I believe this fianancial burden is taking a toll on me emotionally too. I shop online all the time buying things I really don't need like perfume but I love perfume and it makes me happy but the big bill doesn't make me happy yet I feel I can't stop sometimes. I never thought I would get addicted to antyhing seeing as how I never had a alcohol problem or a drug problem or any other kind of addiction. But online shopping is getting to be addicting. I even had to skip paying my mom this month because I have been shopping so much and trying to keep up with it all and I feel a little bit guilty about it. I do live with her but don't really give her money other than the $50 each month to help pay down the loan she gave me for my car. Most months I do pay her though with the exception of this one.
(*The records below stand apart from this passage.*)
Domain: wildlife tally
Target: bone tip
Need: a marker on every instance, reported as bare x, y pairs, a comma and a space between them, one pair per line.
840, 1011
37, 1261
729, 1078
I would have been able to give her the $50 if it wasn't for this stupid flat tire I got recently that I had to pay for. That made me so mad because I would have been able to give her the money if it wasn't for that.
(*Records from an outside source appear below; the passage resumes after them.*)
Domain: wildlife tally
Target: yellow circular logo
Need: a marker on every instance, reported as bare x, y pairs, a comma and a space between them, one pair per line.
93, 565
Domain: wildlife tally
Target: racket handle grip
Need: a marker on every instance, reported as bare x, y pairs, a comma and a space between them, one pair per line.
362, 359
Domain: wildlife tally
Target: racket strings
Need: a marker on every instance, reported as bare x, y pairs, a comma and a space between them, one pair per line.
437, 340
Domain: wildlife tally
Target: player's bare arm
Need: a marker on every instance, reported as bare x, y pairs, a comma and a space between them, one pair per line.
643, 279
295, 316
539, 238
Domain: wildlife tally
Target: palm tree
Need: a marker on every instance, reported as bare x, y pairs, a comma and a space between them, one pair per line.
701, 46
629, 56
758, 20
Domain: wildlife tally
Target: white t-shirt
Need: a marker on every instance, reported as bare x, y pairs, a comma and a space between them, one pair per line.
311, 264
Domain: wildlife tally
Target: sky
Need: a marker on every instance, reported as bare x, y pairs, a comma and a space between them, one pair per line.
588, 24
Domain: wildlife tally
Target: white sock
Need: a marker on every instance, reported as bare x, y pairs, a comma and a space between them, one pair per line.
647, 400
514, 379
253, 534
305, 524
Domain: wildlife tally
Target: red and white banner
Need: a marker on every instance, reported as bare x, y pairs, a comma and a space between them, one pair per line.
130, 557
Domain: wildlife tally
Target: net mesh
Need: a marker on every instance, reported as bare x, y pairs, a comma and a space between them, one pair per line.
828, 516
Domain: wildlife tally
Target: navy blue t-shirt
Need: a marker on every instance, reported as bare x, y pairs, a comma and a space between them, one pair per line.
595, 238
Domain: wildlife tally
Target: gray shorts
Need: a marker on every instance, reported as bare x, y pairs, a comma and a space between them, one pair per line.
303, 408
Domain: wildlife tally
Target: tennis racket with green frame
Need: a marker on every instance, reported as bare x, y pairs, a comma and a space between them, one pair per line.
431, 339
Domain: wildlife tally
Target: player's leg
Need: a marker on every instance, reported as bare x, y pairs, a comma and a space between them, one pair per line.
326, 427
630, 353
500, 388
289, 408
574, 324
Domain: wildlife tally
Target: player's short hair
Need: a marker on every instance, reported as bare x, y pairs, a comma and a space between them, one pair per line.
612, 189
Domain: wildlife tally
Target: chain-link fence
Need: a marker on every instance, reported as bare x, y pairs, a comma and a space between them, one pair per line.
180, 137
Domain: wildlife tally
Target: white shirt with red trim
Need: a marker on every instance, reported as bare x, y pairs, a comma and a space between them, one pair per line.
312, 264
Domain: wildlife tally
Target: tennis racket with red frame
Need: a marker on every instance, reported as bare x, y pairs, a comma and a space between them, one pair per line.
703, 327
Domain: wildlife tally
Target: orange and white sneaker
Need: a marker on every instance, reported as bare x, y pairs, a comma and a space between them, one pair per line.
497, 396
And that's another thing that kills me. I only had my car for three years and this September it will be four years and I always seem to get flat tires. This last flat tire is probably the 5th flat tire in three years that I had to fix. I can't afford to keep fixing flat tires. And I hate taking my car in the repair shop because these assholes think because I am a woman they can screw me over and they always tell me there's more wrong with my car than there actually is. I double checked with one of the extreme few honest mechanics who happens to have a decent reputation for not trying to scam women and he even told me there's nothing wrong with my car when these other assholes swear up and down I need to have this and that fixed immediately.
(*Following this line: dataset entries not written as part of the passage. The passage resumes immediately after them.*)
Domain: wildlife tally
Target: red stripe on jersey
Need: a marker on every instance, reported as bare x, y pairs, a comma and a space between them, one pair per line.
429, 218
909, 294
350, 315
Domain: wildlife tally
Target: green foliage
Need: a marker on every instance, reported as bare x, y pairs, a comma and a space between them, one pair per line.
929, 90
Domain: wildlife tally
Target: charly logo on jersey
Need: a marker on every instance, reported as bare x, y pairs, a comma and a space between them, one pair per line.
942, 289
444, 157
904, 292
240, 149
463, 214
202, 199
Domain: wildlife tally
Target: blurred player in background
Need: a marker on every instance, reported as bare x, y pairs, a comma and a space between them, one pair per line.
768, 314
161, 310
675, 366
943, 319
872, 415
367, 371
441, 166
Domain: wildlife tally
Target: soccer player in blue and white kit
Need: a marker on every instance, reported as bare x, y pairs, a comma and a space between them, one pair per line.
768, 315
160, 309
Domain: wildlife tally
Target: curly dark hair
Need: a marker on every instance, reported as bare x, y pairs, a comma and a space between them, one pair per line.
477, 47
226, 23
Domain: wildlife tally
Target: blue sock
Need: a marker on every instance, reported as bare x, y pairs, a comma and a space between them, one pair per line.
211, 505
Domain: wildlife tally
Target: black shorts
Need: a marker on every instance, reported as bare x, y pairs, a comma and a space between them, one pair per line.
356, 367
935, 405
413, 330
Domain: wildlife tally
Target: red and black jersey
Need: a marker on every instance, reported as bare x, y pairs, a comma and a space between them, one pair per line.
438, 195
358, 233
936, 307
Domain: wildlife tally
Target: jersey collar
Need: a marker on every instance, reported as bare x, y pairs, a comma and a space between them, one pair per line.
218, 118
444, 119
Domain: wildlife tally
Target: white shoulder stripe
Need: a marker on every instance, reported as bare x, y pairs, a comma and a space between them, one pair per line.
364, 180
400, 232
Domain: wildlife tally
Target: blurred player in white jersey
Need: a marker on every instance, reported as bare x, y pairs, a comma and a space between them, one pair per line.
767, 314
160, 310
And now to make matters worse my check engine light came on a week or so ago and will not go off. I don't have the money to take my car to the mechanic to have them charge me just to look at it. These mechanics have the nerve to charge $100 just to diagnose my car to find out what is wrong with it. They don't even do no actual work. They have a device that plugs into a car and can diagnose whatever happens to be wrong with the car. They should not be charging for that. They should only charge for actual parts and labor. They shouldn't charge to do a simple test that takes all of about 5 minutes. I don't know what to do. I have had mechanics scam me before telling me things need to be fixed immediately and a few years down the road I didn't fix them and my car still worked fine. I think scamming people this way should be illegal. It's expensive enough to fix car repairs and they tell you you need to fix things immediately and nine times out of ten you probably don't. I noticed my oil gauge isn't moving at all and maybe that could have caused my check engine light to come on. I don't know for sure. That's a problem I probably wouldn't need to fix right away since I have a thing that tells me when my oil is low anyway. I googled causes that can cause a check engine light to come on and stay on and sometimes the problem can be something very simple like a gas cap not being tight enough. I know for a fact this isn't the case. Oh how I wish this was all it was. But I don't want to not take my car in at all because if there is something wrong with it the problem will only get worst if it's not fixed. I'm tired of having so many problems.